Airbnb open sources SQL tool built on Facebook’s Presto database

Apartment-sharing startup Airbnb has open sourced a tool called Airpal that the company built to give more of its employees access to the data they need for their jobs. Airpal is built atop the Presto SQL engine that Facebook created in order to speed access to data stored in Hadoop.

Airbnb built Airpal about a year ago so that employees across divisions and roles could get fast access to data rather than having to wait for a data analyst or data scientist to run a query for them. According to product manager James Mayfield, it’s designed to make it easier for novices to write SQL queries by giving them access to a visual interface, previews of the data they’re accessing, and the ability to share and reuse queries.

It sounds a little like the types of tools we often hear about inside data-driven companies like Facebook, as well as the new SQL platform from a startup called Mode.

At this point, Mayfield said, “Over a third of all the people working at Airbnb have issued a query through Airpal.” He added, “The learning curve for SQL doesn’t have to be that high.”
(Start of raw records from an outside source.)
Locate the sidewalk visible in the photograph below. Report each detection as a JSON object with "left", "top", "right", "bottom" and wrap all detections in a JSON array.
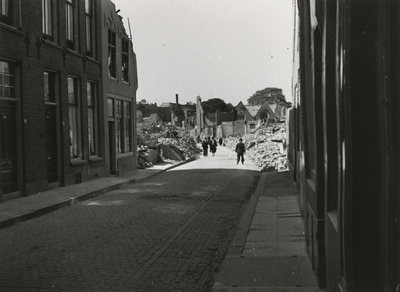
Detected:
[
  {"left": 212, "top": 172, "right": 321, "bottom": 292},
  {"left": 0, "top": 160, "right": 192, "bottom": 229}
]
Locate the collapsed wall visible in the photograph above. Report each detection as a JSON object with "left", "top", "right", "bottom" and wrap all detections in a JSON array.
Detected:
[
  {"left": 137, "top": 122, "right": 201, "bottom": 168},
  {"left": 224, "top": 123, "right": 287, "bottom": 171}
]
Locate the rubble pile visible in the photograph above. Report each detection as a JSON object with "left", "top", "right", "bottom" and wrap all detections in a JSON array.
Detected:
[
  {"left": 137, "top": 122, "right": 201, "bottom": 168},
  {"left": 224, "top": 123, "right": 287, "bottom": 171}
]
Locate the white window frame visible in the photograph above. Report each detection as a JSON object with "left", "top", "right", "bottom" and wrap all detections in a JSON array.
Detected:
[
  {"left": 68, "top": 76, "right": 82, "bottom": 161},
  {"left": 86, "top": 81, "right": 99, "bottom": 157}
]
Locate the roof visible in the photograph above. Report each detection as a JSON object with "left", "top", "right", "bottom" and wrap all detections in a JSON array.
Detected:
[{"left": 246, "top": 105, "right": 261, "bottom": 117}]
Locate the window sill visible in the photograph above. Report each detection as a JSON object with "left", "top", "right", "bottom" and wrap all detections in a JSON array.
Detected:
[
  {"left": 87, "top": 56, "right": 100, "bottom": 64},
  {"left": 43, "top": 39, "right": 62, "bottom": 51},
  {"left": 117, "top": 152, "right": 133, "bottom": 158},
  {"left": 89, "top": 156, "right": 104, "bottom": 162},
  {"left": 67, "top": 48, "right": 82, "bottom": 58},
  {"left": 0, "top": 22, "right": 24, "bottom": 36},
  {"left": 71, "top": 158, "right": 86, "bottom": 166},
  {"left": 328, "top": 210, "right": 339, "bottom": 232}
]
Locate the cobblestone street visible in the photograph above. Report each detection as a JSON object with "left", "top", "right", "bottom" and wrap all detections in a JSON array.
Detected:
[{"left": 0, "top": 149, "right": 260, "bottom": 291}]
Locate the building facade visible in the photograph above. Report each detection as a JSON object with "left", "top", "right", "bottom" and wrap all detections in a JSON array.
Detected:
[
  {"left": 100, "top": 0, "right": 138, "bottom": 175},
  {"left": 288, "top": 0, "right": 400, "bottom": 292},
  {"left": 0, "top": 0, "right": 138, "bottom": 201}
]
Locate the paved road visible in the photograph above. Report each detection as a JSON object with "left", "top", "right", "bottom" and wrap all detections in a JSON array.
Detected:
[{"left": 0, "top": 148, "right": 260, "bottom": 292}]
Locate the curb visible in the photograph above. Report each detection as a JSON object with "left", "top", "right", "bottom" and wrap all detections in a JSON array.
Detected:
[{"left": 0, "top": 157, "right": 196, "bottom": 229}]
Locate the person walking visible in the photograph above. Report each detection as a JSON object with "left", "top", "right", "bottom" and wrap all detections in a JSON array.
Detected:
[
  {"left": 235, "top": 138, "right": 246, "bottom": 164},
  {"left": 201, "top": 137, "right": 208, "bottom": 156},
  {"left": 210, "top": 138, "right": 217, "bottom": 156}
]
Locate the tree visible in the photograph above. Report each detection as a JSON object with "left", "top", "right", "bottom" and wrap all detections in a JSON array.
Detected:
[
  {"left": 201, "top": 98, "right": 233, "bottom": 113},
  {"left": 247, "top": 87, "right": 289, "bottom": 105}
]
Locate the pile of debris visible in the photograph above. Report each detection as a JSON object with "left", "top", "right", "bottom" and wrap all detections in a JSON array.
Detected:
[
  {"left": 224, "top": 123, "right": 287, "bottom": 171},
  {"left": 137, "top": 121, "right": 201, "bottom": 168}
]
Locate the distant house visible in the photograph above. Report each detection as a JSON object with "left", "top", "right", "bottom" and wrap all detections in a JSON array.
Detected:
[
  {"left": 235, "top": 102, "right": 286, "bottom": 121},
  {"left": 143, "top": 94, "right": 196, "bottom": 127}
]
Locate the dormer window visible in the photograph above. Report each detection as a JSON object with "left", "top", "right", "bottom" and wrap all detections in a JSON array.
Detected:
[
  {"left": 65, "top": 0, "right": 75, "bottom": 50},
  {"left": 108, "top": 30, "right": 117, "bottom": 78},
  {"left": 121, "top": 39, "right": 129, "bottom": 82}
]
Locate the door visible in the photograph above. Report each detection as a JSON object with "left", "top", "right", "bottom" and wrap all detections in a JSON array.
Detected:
[
  {"left": 46, "top": 105, "right": 58, "bottom": 183},
  {"left": 108, "top": 121, "right": 117, "bottom": 174},
  {"left": 0, "top": 104, "right": 18, "bottom": 194}
]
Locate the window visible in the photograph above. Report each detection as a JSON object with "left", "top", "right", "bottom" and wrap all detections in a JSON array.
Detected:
[
  {"left": 108, "top": 30, "right": 117, "bottom": 78},
  {"left": 43, "top": 72, "right": 56, "bottom": 103},
  {"left": 42, "top": 0, "right": 53, "bottom": 40},
  {"left": 0, "top": 0, "right": 13, "bottom": 24},
  {"left": 0, "top": 61, "right": 15, "bottom": 98},
  {"left": 121, "top": 39, "right": 129, "bottom": 82},
  {"left": 68, "top": 77, "right": 81, "bottom": 159},
  {"left": 124, "top": 101, "right": 131, "bottom": 152},
  {"left": 107, "top": 98, "right": 114, "bottom": 118},
  {"left": 115, "top": 100, "right": 123, "bottom": 153},
  {"left": 85, "top": 0, "right": 92, "bottom": 56},
  {"left": 65, "top": 0, "right": 75, "bottom": 50},
  {"left": 87, "top": 82, "right": 98, "bottom": 156},
  {"left": 115, "top": 100, "right": 132, "bottom": 153},
  {"left": 0, "top": 61, "right": 18, "bottom": 194}
]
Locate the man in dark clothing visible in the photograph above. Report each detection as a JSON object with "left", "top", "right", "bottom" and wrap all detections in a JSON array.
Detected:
[
  {"left": 201, "top": 138, "right": 208, "bottom": 156},
  {"left": 235, "top": 138, "right": 246, "bottom": 164}
]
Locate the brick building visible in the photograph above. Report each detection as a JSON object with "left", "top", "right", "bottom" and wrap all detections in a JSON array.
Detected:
[
  {"left": 0, "top": 0, "right": 137, "bottom": 201},
  {"left": 101, "top": 0, "right": 138, "bottom": 175}
]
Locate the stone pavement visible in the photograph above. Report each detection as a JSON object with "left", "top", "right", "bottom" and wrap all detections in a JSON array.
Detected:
[
  {"left": 0, "top": 147, "right": 319, "bottom": 292},
  {"left": 0, "top": 160, "right": 192, "bottom": 229},
  {"left": 212, "top": 172, "right": 322, "bottom": 292}
]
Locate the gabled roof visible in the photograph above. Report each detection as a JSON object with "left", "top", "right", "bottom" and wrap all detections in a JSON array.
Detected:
[{"left": 246, "top": 105, "right": 261, "bottom": 117}]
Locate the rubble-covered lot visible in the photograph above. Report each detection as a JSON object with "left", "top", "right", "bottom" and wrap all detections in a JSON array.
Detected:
[
  {"left": 224, "top": 123, "right": 287, "bottom": 171},
  {"left": 137, "top": 122, "right": 201, "bottom": 168},
  {"left": 138, "top": 122, "right": 287, "bottom": 171}
]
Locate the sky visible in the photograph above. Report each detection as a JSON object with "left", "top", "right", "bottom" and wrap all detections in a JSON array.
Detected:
[{"left": 112, "top": 0, "right": 293, "bottom": 106}]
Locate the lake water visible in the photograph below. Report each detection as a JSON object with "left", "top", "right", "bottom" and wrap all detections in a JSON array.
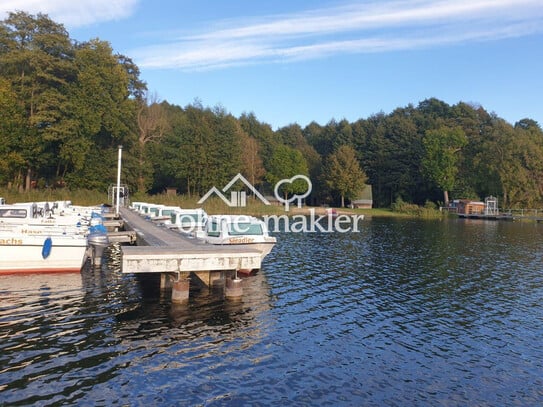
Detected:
[{"left": 0, "top": 218, "right": 543, "bottom": 406}]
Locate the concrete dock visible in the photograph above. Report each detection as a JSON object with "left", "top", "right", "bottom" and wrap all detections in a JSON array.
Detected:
[{"left": 119, "top": 208, "right": 262, "bottom": 302}]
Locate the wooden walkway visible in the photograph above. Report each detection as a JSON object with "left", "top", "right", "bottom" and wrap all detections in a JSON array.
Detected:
[{"left": 120, "top": 208, "right": 262, "bottom": 275}]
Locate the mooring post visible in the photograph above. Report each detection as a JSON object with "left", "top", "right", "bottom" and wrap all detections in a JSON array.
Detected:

He shared the example of folks at Airbnb tasked with determining the effectiveness of the automated emails the company sends out when someone books a room, resets a password or takes any of a number of other actions. Data scientists used to have to dive into Hive — the SQL-like data warehouse framework for Hadoop that [company]Facebook[/company] open sourced in 2008 — to answer that type of question, which meant slow turnaround times because of human and technological factors. Now, lots of employees can access that same data via Airpal in just minutes, he said.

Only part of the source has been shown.